The start of the year was a strong one for the Glencore trading division, with higher prices for key commodities amid an improved global economic outlook. The Swiss company, which is also a major mining company, said its marketing division would be in the upper end of its projected $ 2.2 billion to $ 3.2 billion in annual revenue.
Commodities – from copper to coal – rose on strong demand from China and elsewhere as the global economy emerged from the pandemic.

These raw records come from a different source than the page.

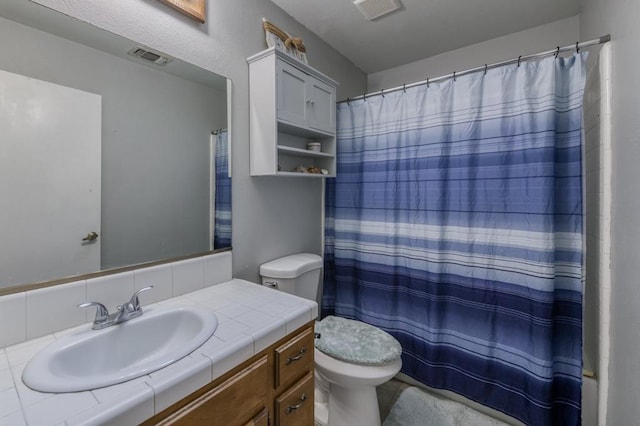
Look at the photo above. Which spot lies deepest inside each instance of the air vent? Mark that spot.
(149, 56)
(374, 9)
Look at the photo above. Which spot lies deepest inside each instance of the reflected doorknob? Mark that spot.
(91, 236)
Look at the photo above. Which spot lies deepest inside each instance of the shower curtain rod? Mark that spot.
(455, 74)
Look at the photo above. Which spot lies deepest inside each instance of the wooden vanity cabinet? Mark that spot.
(274, 387)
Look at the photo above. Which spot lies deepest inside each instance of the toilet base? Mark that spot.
(353, 406)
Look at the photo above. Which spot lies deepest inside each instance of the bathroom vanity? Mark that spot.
(256, 369)
(275, 387)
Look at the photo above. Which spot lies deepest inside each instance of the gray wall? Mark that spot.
(271, 216)
(620, 18)
(533, 40)
(155, 143)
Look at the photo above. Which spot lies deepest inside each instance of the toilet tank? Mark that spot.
(297, 274)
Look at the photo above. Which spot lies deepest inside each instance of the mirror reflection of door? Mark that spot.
(51, 143)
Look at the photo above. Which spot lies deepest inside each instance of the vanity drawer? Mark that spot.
(294, 358)
(295, 406)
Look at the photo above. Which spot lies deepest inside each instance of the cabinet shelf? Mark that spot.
(303, 152)
(300, 174)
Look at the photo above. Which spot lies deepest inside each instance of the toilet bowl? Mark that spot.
(351, 357)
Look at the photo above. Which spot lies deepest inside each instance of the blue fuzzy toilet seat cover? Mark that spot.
(356, 342)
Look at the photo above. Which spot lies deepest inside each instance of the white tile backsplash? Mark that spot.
(48, 310)
(160, 277)
(55, 308)
(188, 276)
(110, 290)
(13, 319)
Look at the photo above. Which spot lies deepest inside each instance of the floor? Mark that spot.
(405, 405)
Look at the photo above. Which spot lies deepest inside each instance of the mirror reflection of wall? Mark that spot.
(156, 134)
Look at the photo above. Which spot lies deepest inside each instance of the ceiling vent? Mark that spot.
(149, 56)
(373, 9)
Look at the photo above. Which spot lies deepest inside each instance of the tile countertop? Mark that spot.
(251, 318)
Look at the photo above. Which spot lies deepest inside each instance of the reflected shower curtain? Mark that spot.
(222, 219)
(455, 224)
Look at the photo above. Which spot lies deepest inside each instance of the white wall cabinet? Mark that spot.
(291, 104)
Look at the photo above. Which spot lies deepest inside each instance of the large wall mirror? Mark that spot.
(111, 154)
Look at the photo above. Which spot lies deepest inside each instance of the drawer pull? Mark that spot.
(297, 357)
(290, 409)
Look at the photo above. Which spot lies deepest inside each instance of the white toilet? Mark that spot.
(351, 357)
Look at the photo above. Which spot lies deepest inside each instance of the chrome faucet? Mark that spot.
(127, 311)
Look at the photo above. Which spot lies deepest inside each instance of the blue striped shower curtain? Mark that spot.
(455, 223)
(222, 205)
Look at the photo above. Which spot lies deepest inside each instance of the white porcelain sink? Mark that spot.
(95, 358)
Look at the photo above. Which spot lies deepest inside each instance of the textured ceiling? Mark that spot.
(421, 28)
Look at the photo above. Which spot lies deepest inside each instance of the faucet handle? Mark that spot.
(102, 313)
(135, 302)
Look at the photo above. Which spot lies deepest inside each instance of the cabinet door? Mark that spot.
(234, 402)
(262, 419)
(291, 94)
(295, 406)
(321, 106)
(294, 358)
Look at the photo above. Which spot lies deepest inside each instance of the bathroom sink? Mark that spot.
(95, 358)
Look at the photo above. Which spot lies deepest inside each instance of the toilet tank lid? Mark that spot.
(291, 266)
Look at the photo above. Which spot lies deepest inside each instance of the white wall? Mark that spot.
(597, 297)
(620, 19)
(538, 39)
(271, 216)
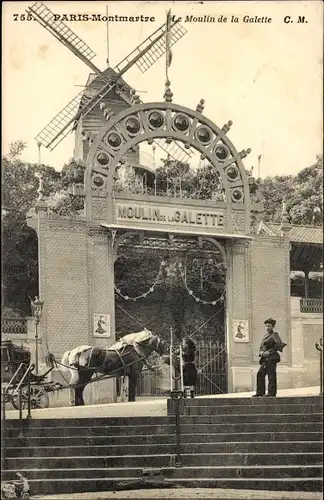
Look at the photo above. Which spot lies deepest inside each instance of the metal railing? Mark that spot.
(311, 306)
(319, 347)
(211, 363)
(14, 325)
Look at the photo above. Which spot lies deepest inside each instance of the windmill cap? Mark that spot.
(270, 321)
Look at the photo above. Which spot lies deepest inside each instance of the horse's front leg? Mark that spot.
(84, 379)
(132, 382)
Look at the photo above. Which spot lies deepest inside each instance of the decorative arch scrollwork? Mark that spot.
(150, 121)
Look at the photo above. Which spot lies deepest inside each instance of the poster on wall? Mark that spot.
(101, 325)
(241, 330)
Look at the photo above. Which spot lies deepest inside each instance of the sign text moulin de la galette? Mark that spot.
(170, 215)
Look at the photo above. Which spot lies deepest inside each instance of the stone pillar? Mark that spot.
(239, 309)
(101, 300)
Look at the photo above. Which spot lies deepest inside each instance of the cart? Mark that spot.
(19, 381)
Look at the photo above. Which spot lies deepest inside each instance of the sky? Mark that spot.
(265, 77)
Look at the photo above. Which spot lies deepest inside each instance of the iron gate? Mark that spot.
(211, 363)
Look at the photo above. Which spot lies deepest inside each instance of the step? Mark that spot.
(164, 460)
(150, 449)
(202, 472)
(89, 422)
(249, 427)
(160, 439)
(52, 486)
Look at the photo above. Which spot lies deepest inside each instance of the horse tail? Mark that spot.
(65, 361)
(66, 368)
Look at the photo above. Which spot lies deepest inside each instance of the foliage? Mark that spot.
(19, 242)
(302, 194)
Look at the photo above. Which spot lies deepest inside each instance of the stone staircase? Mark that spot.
(246, 443)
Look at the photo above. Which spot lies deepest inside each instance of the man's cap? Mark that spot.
(270, 321)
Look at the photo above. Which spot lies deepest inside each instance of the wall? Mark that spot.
(259, 283)
(64, 284)
(306, 330)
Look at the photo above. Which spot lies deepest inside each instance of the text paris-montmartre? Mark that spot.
(100, 17)
(146, 19)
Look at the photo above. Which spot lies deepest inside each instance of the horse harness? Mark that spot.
(119, 354)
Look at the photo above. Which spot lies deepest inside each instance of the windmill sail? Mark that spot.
(144, 56)
(155, 52)
(63, 33)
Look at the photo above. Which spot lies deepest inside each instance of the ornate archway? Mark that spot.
(150, 121)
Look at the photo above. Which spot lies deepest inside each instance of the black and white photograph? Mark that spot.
(162, 250)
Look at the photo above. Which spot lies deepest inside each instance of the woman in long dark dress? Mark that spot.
(189, 368)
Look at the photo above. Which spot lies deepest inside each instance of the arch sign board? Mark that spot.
(146, 122)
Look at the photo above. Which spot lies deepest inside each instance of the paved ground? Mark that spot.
(197, 493)
(154, 407)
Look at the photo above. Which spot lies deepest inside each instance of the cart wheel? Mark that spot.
(38, 399)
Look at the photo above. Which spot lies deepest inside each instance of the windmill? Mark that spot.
(90, 99)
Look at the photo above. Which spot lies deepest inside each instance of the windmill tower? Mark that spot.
(105, 90)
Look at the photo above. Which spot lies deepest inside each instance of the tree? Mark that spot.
(302, 194)
(19, 242)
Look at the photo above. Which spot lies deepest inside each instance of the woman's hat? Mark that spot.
(270, 321)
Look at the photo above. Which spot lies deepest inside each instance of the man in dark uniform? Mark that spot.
(269, 357)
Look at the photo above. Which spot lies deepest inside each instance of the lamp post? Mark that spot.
(37, 307)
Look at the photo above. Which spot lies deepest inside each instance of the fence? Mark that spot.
(14, 326)
(211, 363)
(311, 306)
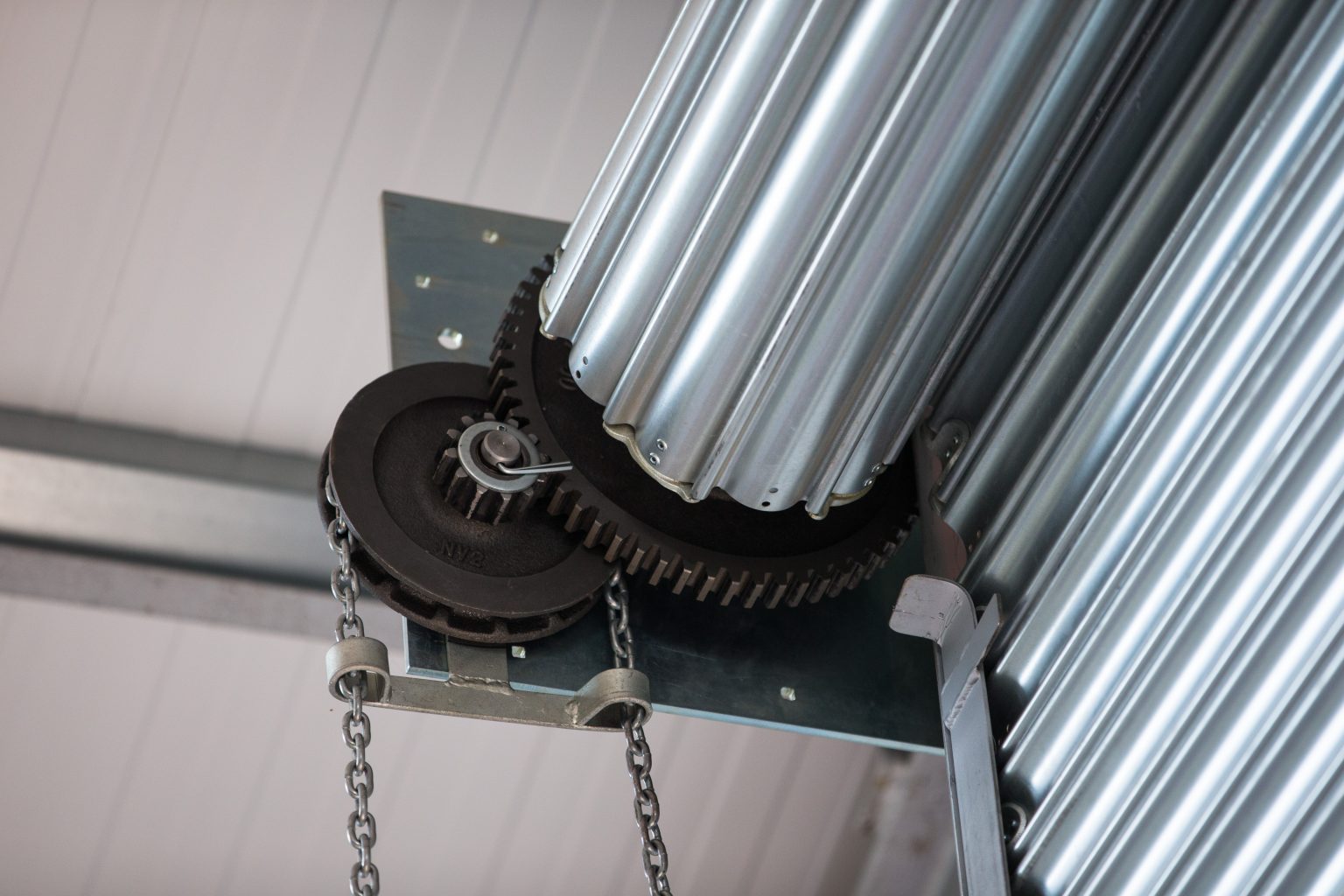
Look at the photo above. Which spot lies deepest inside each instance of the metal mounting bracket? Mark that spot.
(942, 612)
(478, 688)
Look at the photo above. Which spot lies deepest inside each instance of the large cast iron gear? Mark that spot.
(715, 549)
(472, 579)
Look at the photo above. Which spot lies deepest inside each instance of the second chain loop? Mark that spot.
(356, 730)
(639, 758)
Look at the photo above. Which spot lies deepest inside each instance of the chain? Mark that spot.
(639, 758)
(360, 830)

Copper, which is used in a variety of goods – from home appliances to electric vehicles – traded in the region of $ 10,000 a tonne on Wednesday, continuing to rise steadily from the lows set in March 2020 due to the Covid-19 outbreak. The metal traded less than $ 200 below the previous record reached in 2011 during the commodity boom.
Copper prices averaged $ 8,501 in the three months to March, up 51% year-over-year, while zinc rose 29% and nickel 38%, according to Glencore’s quarterly production report. and thermal coal – by 27%.
RBC analyst Tyler Brod said the positive momentum for Glencore’s trading division will continue for some time due to supply disruptions in key commodity producing countries such as Chile. The Trading Division is helping Glencore stabilize more volatile mining asset revenues. Investors are watching it closely as it can generate good returns. It is also an important part of Glencore’s dividend policy.
The division achieved one of the best results in history last year, with earnings before interest and taxes of $ 3.3 billion as traders capitalized on the turmoil caused by the coronavirus in the oil and metals markets. Glencore recently announced that the performance of its mining assets in the first quarter of 2021 is in line with expectations.
Glencore CEO Ivan Glasenberg is set to step down in June. He will be succeeded by Gary Nagle, head of the company’s coal division.
Some trustees and investors have criticized Nagle’s compensation package. However, chairman of the board of directors Tony Hayward said he expects broad support for the package at the annual meeting in Switzerland.